CAPE CANAVERAL, Fla. — NASA has discovered an interstellar comet that's wandered into our backyard.
The space agency spotted the quick-moving object with the Atlas telescope in Chile earlier this week, and confirmed it was a comet from another star system.
It's officially the third known interstellar object to pass through our solar system and poses no threat to Earth.
''These things take millions of years to go from one stellar neighborhood to another, so this thing has likely been traveling through space for hundreds of millions of years, even billions of years,'' Paul Chodas, director of NASA's Center for Near Earth Object Studies, said Thursday. ''We don't know, and so we can't predict which star it came from.''
The newest visitor is 416 million miles (670 million kilometers) from the sun, out near Jupiter, and heading this way at a blistering 37 miles (59 kilometers) per second.

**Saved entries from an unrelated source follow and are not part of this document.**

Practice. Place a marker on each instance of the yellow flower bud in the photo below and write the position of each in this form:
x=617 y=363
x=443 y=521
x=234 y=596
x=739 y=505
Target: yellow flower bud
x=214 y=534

NASA said the comet will make its closest approach to the sun in late October, scooting between the orbits of Mars and Earth — but closer to the red planet than us at a safe 150 million miles (240 million kilometers) away.
Astronomers around the world are monitoring the icy snowball that's been officially designated as 3I/Atlas to determine its size and shape. Chodas told The Associated Press that there have been more than 100 observations since its discovery on July 1, with preliminary reports of a tail and a cloud of gas and dust around the comet's nucleus.
The comet should be visible by telescope through September, before it gets too close to the sun, and reappear in December on the other side of the sun.